COP10, il summit internazionale sulla biodiversità che ha visto la partecipazione dei delegati di 193 Paesi, riunitisi a Nagoya, in Giappone, si è concluso il 29 ottobre scorso. I lavori, iniziati il 18 ottobre, hanno portato alla stesura di programmi condivisi a livello internazionale volti a tutelare la diversità biologica, nel rispetto degli obiettivi prefissati dagli Stati membri della Convenzione (CBD), siglata ormai diciassette anni fa.
Tre i punti cardine sui quali è stata impostata la ripresa del dialogo sulla biodiversità della Conferenza delle Parti:
- la conservazione della biodiversità;
- l’uso sostenibile delle risorse;
- la divisione equa dei benefici derivanti dalle risorse genetiche.
L’intesa sulla ripartizione equa dei benefici derivanti dalle risorse genetiche è stata siglata dall’adozione di un protocollo comune che fissa delle norme condivise volte a regolare, tra i diversi aspetti, l’utilizzo di piante da parte di grandi aziende per lo sviluppo di farmaci, cosmetici e di altri prodotti.

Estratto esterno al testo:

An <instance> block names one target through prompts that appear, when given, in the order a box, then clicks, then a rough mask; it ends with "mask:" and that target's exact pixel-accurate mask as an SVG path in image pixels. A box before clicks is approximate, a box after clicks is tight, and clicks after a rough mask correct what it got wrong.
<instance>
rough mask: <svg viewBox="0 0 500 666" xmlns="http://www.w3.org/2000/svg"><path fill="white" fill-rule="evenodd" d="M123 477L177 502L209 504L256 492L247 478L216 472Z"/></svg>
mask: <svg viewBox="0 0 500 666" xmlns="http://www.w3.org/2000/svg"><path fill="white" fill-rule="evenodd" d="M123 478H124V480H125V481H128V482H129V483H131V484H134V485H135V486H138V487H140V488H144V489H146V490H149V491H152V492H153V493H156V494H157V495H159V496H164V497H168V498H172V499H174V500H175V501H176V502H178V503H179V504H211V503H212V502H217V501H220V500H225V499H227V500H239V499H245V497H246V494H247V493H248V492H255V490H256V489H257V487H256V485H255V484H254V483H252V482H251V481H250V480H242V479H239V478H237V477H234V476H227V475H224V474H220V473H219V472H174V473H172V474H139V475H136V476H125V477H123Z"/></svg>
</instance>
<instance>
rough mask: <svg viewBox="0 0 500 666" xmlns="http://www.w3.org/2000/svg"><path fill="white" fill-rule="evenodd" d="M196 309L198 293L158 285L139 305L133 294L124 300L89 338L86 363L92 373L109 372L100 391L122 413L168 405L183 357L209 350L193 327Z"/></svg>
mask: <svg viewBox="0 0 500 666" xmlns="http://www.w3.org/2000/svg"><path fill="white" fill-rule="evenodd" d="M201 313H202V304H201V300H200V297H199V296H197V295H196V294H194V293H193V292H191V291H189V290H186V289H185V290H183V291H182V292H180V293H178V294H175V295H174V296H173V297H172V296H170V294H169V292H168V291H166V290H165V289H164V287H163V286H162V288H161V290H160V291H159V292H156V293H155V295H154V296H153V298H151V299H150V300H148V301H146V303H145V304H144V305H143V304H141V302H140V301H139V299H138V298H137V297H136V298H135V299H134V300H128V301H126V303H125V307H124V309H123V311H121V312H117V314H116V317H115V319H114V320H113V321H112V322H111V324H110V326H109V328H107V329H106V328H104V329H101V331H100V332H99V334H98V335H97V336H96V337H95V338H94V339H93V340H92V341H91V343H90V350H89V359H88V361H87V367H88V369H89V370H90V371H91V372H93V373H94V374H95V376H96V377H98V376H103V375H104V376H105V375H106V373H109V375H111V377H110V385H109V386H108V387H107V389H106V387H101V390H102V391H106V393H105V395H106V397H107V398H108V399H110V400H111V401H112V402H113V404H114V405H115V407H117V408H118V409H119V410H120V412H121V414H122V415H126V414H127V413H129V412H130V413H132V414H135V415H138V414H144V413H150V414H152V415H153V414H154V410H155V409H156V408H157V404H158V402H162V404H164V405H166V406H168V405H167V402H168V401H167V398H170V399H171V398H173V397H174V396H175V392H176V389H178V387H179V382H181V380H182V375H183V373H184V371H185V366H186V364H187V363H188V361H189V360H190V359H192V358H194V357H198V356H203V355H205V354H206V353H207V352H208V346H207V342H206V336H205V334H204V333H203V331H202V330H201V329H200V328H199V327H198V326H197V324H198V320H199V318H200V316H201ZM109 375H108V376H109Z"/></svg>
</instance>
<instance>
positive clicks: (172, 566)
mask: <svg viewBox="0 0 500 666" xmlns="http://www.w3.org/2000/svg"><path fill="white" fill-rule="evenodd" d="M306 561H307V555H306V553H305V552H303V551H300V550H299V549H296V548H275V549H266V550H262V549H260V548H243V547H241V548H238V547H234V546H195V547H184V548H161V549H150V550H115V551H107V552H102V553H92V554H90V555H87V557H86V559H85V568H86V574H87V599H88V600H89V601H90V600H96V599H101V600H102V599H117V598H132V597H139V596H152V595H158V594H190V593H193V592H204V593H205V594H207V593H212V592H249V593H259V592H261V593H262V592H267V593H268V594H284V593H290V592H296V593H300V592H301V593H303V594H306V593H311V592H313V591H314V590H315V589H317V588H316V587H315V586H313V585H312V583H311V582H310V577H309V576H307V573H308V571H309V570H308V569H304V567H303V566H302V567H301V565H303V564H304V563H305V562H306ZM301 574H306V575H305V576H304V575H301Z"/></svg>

I colloqui, protrattisi per 12 giorni, si erano arenati in una fase di stallo con la fumata nera di giovedì scorso. L’ultimo giorno utile, Ryu Matsumoto, presidente della riunione nonché ministro dell’ambiente giapponese, ha presentato la sua proposta per cercare di sbloccare il risultato, in bilico per via di una clausola sui profitti derivanti dalla commercializzazione delle risorse, da attivarsi non solo sul business futuro ma anche retroattivamente, fortemente voluta dai Paesi in via di sviluppo ma poi esclusa dalla bozza finale.
Il dibattito si è acceso anche intorno alle aree marine protette, con le richieste dell’Unione Europea inizialmente fissate al 20% delle zone costiere e marine entro il 2020, e successivamente ribassate al 15%. La Cina insisteva invece per un ben più misero 6%. Il compromesso è stato raggiunto fissando gli obiettivi al 10%.
Un magro risultato per Greenpeace che ne chiedeva il 40% come obiettivo a lungo termine al fine di garantire una pesca sostenibile ed assicurare pesce anche alle generazioni future.
Ciononostante, l’adozione stessa di un documento comune sulla biodiversità marina e costiera, è di per sé un successo, per l’associazione ambientalista.
Tra gli obiettivi, è importante sottolineare che le Parti:
- hanno accettato di dimezzare almeno e, ove possibile portare vicino allo zero, il tasso di perdita di habitat naturali, comprese le foreste;
- hanno stabilito un obiettivo del 17 per cento per la protezione delle aree terrestri e d’acqua interne e del 10 per cento delle aree marine e costiere;
- hanno preso l’impegno che ogni Governo si impegni a ripristinare e provveda alla conservazione di almeno il 15% delle aree degradate;
- hanno accettato di compiere ulteriori sforzi per ridurre la perdita di barriera corallina.
Le Parti si impegnano inoltre a lavorare sin da ora per definire in tempo per la riunione della undicesima Conferenza del 2012, gli obiettivi ed i meccanismi attraverso i quali reperire, stanziare ed incanalare in progetti di tutela della biodiversità le risorse finanziarie necessarie al rispetto del protocollo.
E sull’intesa raggiunta a Nagoya non si è fatto attendere il plauso del WWF International che ha espresso soddisfazione per il nuovo piano internazionale sulla biodiversità, un accordo che, nelle parole del direttore generale del World Wide Fund for Nature, Jim Leape
riafferma la necessità fondamentale di preservare la natura come il fondamento stesso della nostra economia e della nostra società.
I governi hanno mandato un forte messaggio: la tutela della salute del pianeta ha un posto di rilievo nella politica internazionale ed i Paesi sono pronti ad unire le forze per salvare la vita sulla Terra.
Il protocollo di Nagoya è un risultato storico, dal momento che assicura una condivisione più equa del valore immenso rappresentato dalla risorse genetiche.